Pequena Miss Sunshine só perdeu na disputa dos Diretores (onde Scorsese venceu por Os Infiltrados). No Sindicato dos Roteiristas (WGA), dos Produtores (PGA) e dos Atores (SAG), o filme confirmou um favoritismo que parecia impossível à época das nomeações. Curioso notar como o exato cenário se repetiu em 2022: CODA rapou tudo, enquanto Ataque dos Cães ganhou no DGA. No fim, o atual método preferencial da Academia beneficiou o indie. Em 2007, o apoio massivo das Guildas não foi o bastante para colocar Sunshine no topo dos Melhores Filmes.
A maré do longa se intensificou no BAFTA, quando Alan Arkin venceu o troféu, na ausência do até então favorito absoluto, Eddie Murphy, por Dreamgirls. O ex-SNL venceu no Globo, no Critics e no SAG, mas seu filme via uma descida no momentum, perdendo nomeações importantes do Oscar, como na categoria principal e em Melhor Direção. Foi a tempestade perfeita: Pequena Miss Sunshine era um candidato com torcida, carisma e com estrelas reconhecíveis para os votantes, envolvidas em uma trama acessível e que arrancava lágrimas de emoção e de humor.
No dia do Oscar 2007, Arndt ganhou por seu Roteiro (de estreia) Original. Arkin, surpreso com a própria vitória, ainda mais após suas indicações anteriores datarem do século passado, subiu ao palco com muitos a agradecer e a doçura que transmitiu com parcimônia para o personagem. Abigail Breslin apareceu na lista de Coadjuvante, mas perdeu para a dupla de Murphy, Jennifer Hudson.
Considerada uma das maiores zebras da história recente da Academia, a derrota de Eddie Murphy pode ser estudada e analisada sobre uma série de ângulos. O fator racial é o mais gritante (e as estatísticas que mostram a constante maioria branca na lista de vencedores não esconde). Mas, tratando-se de um comediante em um papel de explosão e extravaso, a persona pública do ator pode ter dificultado as coisas. Uma midiática briga com a ex-namorada Spice Girl e o lançamento do controverso Norbit tomaram conta do frenesi de premiar Murphy. A informação é que, logo após o anúncio da categoria, ele deixou a cerimônia e não voltou mais.
Para além do papo de Oscar perdido e Oscar vencido, Pequena Miss Sunshine cristalizou certa força de vontade e espírito de aventura e família que encanta audiências desde sua rodagem em Sundance. Cada membro do clã Hoover carrega traços comuns a todos nós. Greg Kinnear interpreta seu pai/homem de negócios com garra e um pouco de frustração, enquanto Collette desfaz os muros de distância com a pequena filha.

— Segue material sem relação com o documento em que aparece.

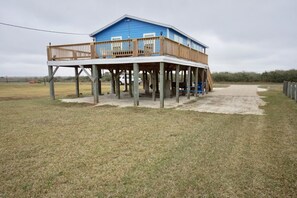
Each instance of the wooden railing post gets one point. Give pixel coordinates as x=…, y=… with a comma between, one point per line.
x=74, y=54
x=93, y=50
x=49, y=52
x=135, y=47
x=162, y=45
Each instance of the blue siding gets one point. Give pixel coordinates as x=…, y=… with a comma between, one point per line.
x=173, y=32
x=129, y=28
x=193, y=44
x=133, y=28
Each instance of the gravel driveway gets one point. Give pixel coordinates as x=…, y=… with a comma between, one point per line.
x=235, y=99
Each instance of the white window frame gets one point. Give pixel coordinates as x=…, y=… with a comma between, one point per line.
x=116, y=38
x=148, y=35
x=178, y=39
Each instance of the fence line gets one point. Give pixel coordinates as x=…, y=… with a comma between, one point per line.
x=290, y=89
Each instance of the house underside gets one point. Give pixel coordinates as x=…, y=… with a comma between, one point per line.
x=164, y=74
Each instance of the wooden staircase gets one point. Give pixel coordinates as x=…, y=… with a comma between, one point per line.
x=209, y=80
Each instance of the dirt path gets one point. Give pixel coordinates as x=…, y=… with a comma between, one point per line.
x=235, y=99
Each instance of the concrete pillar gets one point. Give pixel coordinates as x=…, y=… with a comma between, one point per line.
x=51, y=82
x=295, y=92
x=162, y=83
x=112, y=82
x=126, y=84
x=99, y=81
x=288, y=89
x=202, y=79
x=154, y=82
x=76, y=82
x=95, y=84
x=117, y=84
x=177, y=84
x=196, y=82
x=130, y=83
x=157, y=81
x=206, y=82
x=92, y=84
x=136, y=85
x=189, y=83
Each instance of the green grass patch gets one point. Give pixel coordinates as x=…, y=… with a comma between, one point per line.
x=54, y=149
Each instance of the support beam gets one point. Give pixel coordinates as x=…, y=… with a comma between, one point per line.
x=117, y=84
x=99, y=81
x=76, y=82
x=125, y=77
x=53, y=73
x=196, y=82
x=86, y=72
x=51, y=82
x=206, y=82
x=136, y=85
x=112, y=82
x=157, y=80
x=130, y=83
x=162, y=83
x=95, y=84
x=177, y=83
x=92, y=82
x=189, y=83
x=202, y=80
x=154, y=82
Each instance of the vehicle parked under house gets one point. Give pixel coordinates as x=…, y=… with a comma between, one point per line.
x=167, y=57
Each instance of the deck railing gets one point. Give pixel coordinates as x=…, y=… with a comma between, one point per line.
x=154, y=46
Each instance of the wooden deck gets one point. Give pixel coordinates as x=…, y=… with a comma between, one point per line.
x=155, y=46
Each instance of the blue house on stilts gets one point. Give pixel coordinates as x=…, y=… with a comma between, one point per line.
x=171, y=61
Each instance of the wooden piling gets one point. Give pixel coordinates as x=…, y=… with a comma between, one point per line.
x=117, y=84
x=51, y=82
x=162, y=83
x=99, y=81
x=95, y=84
x=76, y=82
x=130, y=83
x=177, y=84
x=189, y=83
x=136, y=85
x=196, y=82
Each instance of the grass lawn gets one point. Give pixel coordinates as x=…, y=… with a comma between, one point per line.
x=51, y=149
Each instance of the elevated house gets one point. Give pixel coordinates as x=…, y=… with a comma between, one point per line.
x=170, y=61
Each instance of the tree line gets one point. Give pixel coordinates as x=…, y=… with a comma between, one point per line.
x=277, y=76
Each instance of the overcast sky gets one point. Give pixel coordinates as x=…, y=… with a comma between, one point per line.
x=243, y=35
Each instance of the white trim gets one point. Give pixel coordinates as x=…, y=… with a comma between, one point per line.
x=147, y=21
x=151, y=33
x=167, y=33
x=148, y=35
x=129, y=60
x=116, y=38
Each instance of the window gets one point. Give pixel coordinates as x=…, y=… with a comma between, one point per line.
x=116, y=46
x=178, y=38
x=149, y=45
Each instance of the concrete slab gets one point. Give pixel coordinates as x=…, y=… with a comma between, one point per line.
x=235, y=99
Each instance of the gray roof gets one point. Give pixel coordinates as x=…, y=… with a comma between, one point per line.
x=147, y=21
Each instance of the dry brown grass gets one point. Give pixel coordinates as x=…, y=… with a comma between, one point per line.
x=50, y=149
x=17, y=91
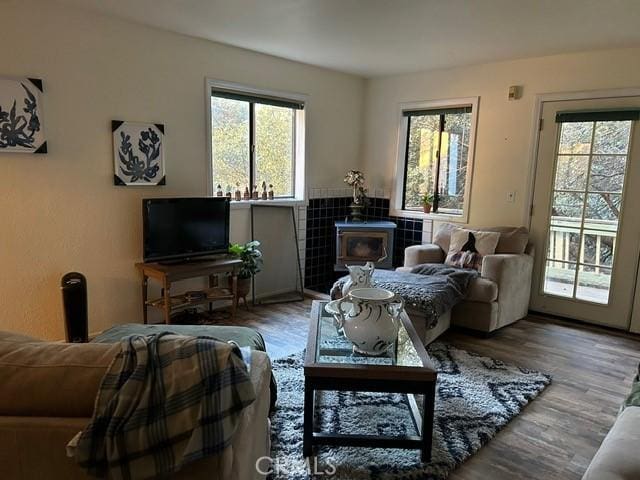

Paul Dano, que até hoje é o único membro do elenco a não receber uma indicação ao Oscar, brinca com os estereótipos do adolescente mal-humorado, e mesmo ficando boa parte da duração sem abrir o bico, transmite tudo nos olhos, nos gestos e, enfim, no apoio que concede aos parentes. Steve Carell é o clássico trágico perdedor, que aqui ganha um subterfúgio de sexualidade, cedendo aos limites da tristeza, porém nunca fechando os olhos para o mundo de possibilidades que viriam após a superação do fundo do poço.
Breslin é alma, é lágrima, é amor, é doce como quindim e quando chora, aperta o peito de qualquer um com pingo de empatia. Suas caras e bocas, aliadas a uma inocência que era performada também no set de gravações, têm todos os ingredientes para uma personagem que vive para além de sua própria história. Ao lado da Kombi amarela em movimento, a Miss Sunshine é impossível de ser esquecida.
Alan Arkin, que receberia mais uma indicação da Academia por Argo antes de sua morte em 2023, vive o caos de uma vida de excessos. Na terceira idade, ele é refém das memórias, expressando sem papas na língua a maneira como enxerga o mundo e os incapacitados que o habitam. Quando ensaia com a neta, em segredo, ele a prepara para mais do que um concurso de beleza. Se um perdedor é alguém que, com tanto medo de não ganhar, nem tenta, Alan Arkin se provou um vencedor sem igual.